The corporate presentation document attached to the results had many interesting insights. Q2 actually did not look a disaster with the company posting year-on-year single digit gains on a number of important financial criteria.
Look more closely though and things start to fall apart as a positive FX impact massively outweighs the underlying business.
And on pricing life is grim too. You can see that FX impact again -
In terms of the implication for the rest of the year, the negative revisions are coming out of the operating business not the FX rate. Now you can understand why the shares are down today. There is a 16% fall in operating profit hopes…
So Imaging Systems are leading the decline and that's led by cameras, especially compact digital cameras (industry-wide demand there down nearly 30% year-on-year). Should that be a complete surprise in a smartphone camera world? Factored into these numbers was that the company lowered its 2013 volume assumption on the compact digital camera market from 70.0m units to 66.0m units, and lowered its compact digital camera sales assumption from 14.5m units to 14.0m units. They also grumbled about pricing pressure.
In the other divisions, Office is around the same size now as Imaging Systems in terms of underlying projected profitability and the core copiers business there appears to be doing a better job in managing structural change. Elsewhere the Lithographic equipment/stepper business remained loss-making which contrasts with recent trends showed by industry leader ASML (NASDAQ:ASML). For the company's smallest division you can see above there was a pretty big operating loss revision.
Better news comes from the cash flow side where lower-than-anticipated investing meant that the projected free cash flow for FY13 went up.
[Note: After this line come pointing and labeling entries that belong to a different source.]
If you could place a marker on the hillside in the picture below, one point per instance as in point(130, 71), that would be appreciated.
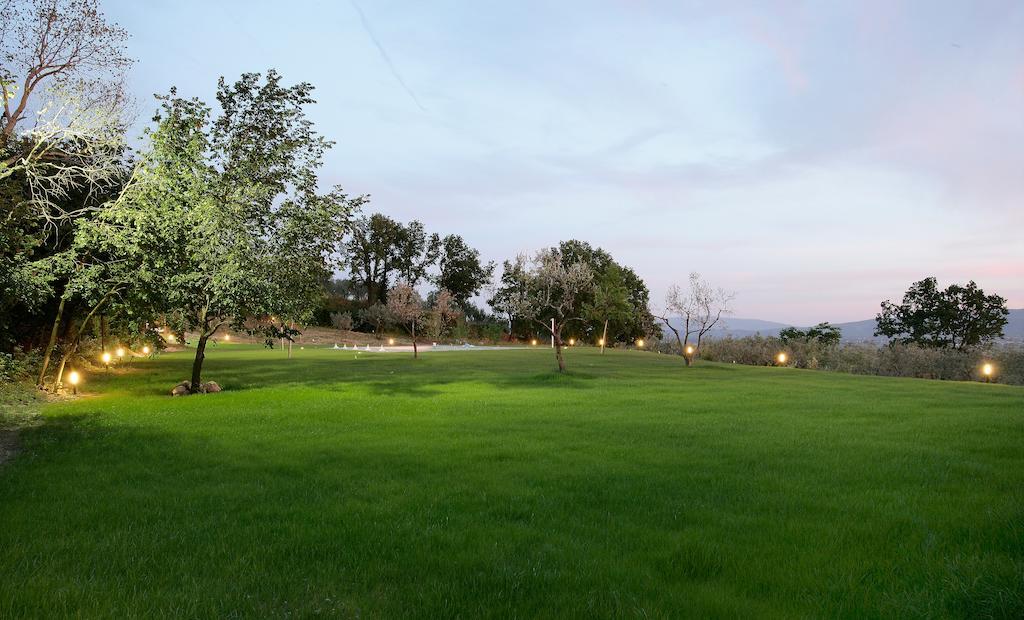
point(854, 331)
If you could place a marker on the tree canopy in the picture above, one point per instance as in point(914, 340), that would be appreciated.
point(958, 317)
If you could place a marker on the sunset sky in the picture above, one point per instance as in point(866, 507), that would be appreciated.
point(815, 158)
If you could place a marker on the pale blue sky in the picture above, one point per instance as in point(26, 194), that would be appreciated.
point(814, 157)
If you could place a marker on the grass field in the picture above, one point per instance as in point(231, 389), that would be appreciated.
point(483, 484)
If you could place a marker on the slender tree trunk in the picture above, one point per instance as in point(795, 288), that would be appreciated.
point(557, 333)
point(103, 331)
point(197, 380)
point(52, 342)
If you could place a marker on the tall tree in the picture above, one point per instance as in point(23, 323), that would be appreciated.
point(406, 307)
point(549, 293)
point(461, 272)
point(232, 202)
point(958, 317)
point(699, 307)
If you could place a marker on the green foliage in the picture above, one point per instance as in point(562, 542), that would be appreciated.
point(461, 272)
point(476, 485)
point(960, 317)
point(824, 333)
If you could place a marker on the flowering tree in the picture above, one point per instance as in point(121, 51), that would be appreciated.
point(549, 293)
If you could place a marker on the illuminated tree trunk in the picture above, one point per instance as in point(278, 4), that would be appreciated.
point(52, 342)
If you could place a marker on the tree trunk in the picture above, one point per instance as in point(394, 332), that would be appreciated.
point(198, 362)
point(102, 332)
point(52, 342)
point(557, 333)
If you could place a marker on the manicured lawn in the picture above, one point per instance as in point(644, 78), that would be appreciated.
point(482, 484)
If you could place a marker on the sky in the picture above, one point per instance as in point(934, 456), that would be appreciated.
point(815, 158)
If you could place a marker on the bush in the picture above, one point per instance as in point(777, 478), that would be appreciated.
point(342, 321)
point(891, 360)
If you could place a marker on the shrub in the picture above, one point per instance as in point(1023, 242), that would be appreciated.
point(342, 321)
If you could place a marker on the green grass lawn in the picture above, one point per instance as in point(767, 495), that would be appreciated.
point(483, 484)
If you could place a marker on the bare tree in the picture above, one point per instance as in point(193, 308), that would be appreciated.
point(68, 43)
point(407, 308)
point(700, 307)
point(549, 293)
point(61, 66)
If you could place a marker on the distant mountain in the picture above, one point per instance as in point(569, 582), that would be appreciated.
point(855, 331)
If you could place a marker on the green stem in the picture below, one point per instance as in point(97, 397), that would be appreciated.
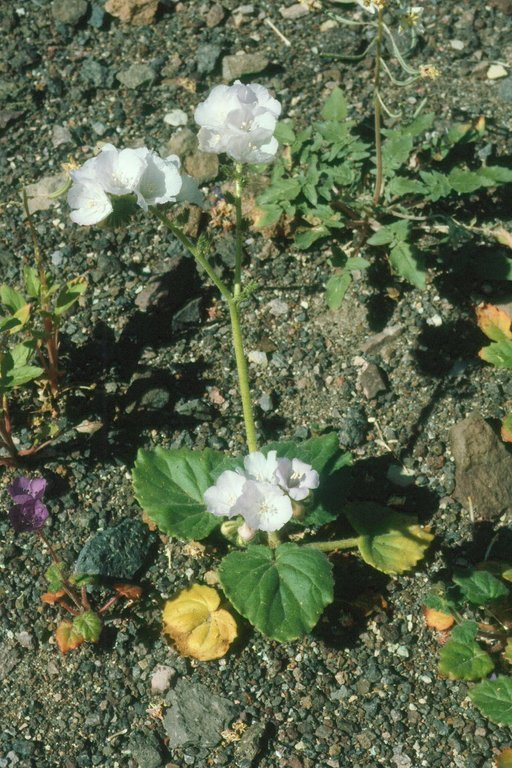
point(198, 256)
point(237, 287)
point(273, 539)
point(243, 376)
point(332, 546)
point(241, 363)
point(377, 110)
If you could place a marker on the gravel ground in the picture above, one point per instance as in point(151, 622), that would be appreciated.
point(154, 366)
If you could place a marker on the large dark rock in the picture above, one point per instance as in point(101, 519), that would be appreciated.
point(196, 715)
point(483, 468)
point(117, 553)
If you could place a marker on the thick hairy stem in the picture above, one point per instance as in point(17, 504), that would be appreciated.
point(241, 362)
point(237, 286)
point(377, 111)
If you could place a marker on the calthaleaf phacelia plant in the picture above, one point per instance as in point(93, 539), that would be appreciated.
point(29, 514)
point(275, 492)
Additionally the company retains Y690bn cash-on-hand.
So a busted flush or a value investor's dream? The company's EV is around Y3600bn and using their projections they are generating around a 3.5% free cash flow yield which means the near 4% dividend is slightly uncovered…not the biggest issue given their cash pile but should be noted.
So today the company trades on about x9.5 EV/ebit FY13e. That would be cheap for a steady state business but you cannot call Canon that today. A much weaker yen would help with the numbers but non-yen holders would lose on the FX translation of the share price. Ultimately though you have to be a believer in the operating business. Office is ok but Imaging and Industrial/Other remain tough.
The right sort of multiple today to buy the share today is around x8 EV/ebit which is more like a Y2750 share price for the Tokyo listing or call it c. $30 for the US listing. We have been there before during the second half of 2012 albeit induced by a higher yen exchange rate.
You may own a Canon product but, at least at the moment, you should not own Canon shares.